Baseline memory tasks

Although participants generally improved their performance on the tasks on which they were trained, the key question was whether their training would affect their performance on untrained memory tasks. To address this question, we compared the three training groups’ changes in performance on the three pre- and posttraining baseline tasks. Given the large age range of the participants, the statistical tests were run with and without including age as a covariate. Including age did not change the results of the tests unless otherwise noted.

Listening span task

Five participants (four from the control group and one from the WM training group) were excluded from the analysis of the listening span task due to a problem with the presentation of the sound files during the pretraining session. The average total scores from the remaining participants in each training group are shown in Table 1. A one-way ANOVA showed that the performance of the three groups did not differ significantly on the pretraining test, F(2, 66) = 1.33, p = .27, ηp 2 = 0.04.Footnote 1 Paired t tests were used to assess each group’s change in performance between the pretraining and posttraining sessions. All three groups performed significantly better during the posttraining session, control group: t(20) = 3.23, p < .01, Hedges’s g av = 0.57; imagery training group: t(23) = 3.36, p < .01, Hedges’s g av = 0.43; WM training group: t(23) = 1.87, p < .04, Hedges’s g av = 0.24. However, a one-way ANOVA showed that the three groups were not significantly different in terms of how much their performance improved, F(2, 66) = 1.69, p = .19, ηp 2 = 0.05.

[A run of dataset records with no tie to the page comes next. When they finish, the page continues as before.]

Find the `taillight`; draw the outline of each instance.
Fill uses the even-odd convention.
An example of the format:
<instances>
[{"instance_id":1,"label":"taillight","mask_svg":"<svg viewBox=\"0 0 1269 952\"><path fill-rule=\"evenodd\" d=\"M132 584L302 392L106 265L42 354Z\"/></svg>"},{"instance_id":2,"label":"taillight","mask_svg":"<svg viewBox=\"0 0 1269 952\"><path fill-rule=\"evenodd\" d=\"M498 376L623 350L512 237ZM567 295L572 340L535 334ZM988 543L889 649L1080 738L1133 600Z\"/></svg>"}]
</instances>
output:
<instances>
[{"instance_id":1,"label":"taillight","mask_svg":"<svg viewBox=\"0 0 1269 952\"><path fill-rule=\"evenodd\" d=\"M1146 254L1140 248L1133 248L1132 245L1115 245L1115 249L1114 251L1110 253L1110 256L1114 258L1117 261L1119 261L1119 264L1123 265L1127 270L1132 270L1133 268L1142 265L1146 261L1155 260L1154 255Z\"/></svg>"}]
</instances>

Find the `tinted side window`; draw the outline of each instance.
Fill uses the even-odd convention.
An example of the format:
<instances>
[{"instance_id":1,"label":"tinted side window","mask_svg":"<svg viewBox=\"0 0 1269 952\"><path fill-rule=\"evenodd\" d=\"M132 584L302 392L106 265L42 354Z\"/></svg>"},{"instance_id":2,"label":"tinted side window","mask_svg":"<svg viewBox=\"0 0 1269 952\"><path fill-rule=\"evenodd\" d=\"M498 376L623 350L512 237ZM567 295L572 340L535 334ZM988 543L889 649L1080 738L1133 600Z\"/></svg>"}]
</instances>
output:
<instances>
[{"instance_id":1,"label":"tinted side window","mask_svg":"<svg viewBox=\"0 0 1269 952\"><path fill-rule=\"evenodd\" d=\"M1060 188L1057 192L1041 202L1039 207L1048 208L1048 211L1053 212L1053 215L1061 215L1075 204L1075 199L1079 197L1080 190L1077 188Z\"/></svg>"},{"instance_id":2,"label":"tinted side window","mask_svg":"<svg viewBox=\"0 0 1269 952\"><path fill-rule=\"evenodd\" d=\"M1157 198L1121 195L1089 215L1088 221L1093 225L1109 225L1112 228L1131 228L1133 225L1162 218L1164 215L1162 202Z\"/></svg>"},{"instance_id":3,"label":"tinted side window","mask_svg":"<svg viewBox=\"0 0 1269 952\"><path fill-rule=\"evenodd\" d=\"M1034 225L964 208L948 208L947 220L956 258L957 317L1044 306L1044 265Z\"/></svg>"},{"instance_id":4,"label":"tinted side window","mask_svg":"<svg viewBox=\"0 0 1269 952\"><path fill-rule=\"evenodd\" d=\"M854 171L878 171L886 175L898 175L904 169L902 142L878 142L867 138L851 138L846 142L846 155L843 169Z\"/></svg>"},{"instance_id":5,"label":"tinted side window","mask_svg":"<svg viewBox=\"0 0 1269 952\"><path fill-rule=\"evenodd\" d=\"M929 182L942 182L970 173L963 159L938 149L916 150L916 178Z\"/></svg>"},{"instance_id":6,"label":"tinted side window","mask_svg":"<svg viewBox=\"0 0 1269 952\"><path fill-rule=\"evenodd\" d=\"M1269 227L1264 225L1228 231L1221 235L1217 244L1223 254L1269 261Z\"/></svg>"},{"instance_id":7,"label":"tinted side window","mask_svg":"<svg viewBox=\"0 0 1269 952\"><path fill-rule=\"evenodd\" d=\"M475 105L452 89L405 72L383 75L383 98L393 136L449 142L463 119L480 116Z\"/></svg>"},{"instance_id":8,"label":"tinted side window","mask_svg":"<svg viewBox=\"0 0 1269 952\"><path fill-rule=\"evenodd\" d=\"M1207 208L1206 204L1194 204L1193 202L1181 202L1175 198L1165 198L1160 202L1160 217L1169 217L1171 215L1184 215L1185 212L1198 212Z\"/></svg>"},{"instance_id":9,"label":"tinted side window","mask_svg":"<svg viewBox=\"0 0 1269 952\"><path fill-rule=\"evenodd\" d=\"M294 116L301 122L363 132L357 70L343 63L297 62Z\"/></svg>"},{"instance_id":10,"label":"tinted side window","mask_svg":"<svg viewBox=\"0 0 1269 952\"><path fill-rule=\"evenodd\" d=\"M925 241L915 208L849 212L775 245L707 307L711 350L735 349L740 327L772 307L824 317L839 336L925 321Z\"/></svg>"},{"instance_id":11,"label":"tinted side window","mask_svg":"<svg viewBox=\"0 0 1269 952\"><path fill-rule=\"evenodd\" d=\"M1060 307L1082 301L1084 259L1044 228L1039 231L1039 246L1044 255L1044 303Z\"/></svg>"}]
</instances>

Table 1 Means and (Standard Deviations) of Baseline WM Task Scores for Each Training Group

Rotation span task

Two participants were excluded from the analysis of the rotation span task (one from the control group and one from the WM training group) due to failure to complete the posttraining test. The mean accuracy for the remaining participants in each training group are shown in Table 1. A one-way ANOVA showed that the performance of the three groups did not differ significantly on the pretraining test, F(2, 69) = 0.26, p = .77, ηp 2 = 0.01. Paired t tests were used to assess each group’s change in performance between the pretraining and posttraining sessions. All three training groups performed significantly better during the posttraining session, control group: t(23) = 3.79, p < .001, Hedges’s g av = 0.59; imagery training group: t(23) = 3.61, p < .001, Hedges’s g av = 0.41; WM training group: t(23) = 4.09, p < .001, Hedges’s g av = 0.56. However, a one-way ANOVA comparing the change in performance across all three training groups showed that there were no significant differences between the groups, F(2, 69) = 0.49, p = .61, ηp 2 = 0.01.

Recognition memory task

The participants’ recognition memory performance (average proportion correct and standard deviation for each condition) is shown in Table S2 in the Supplemental Materials. The bulk of our analysis focused on using d′ as a measure of recognition memory performance. The hits and false alarm rates were used to calculate d′ for each test condition, and the average d′ values are shown in Table 2.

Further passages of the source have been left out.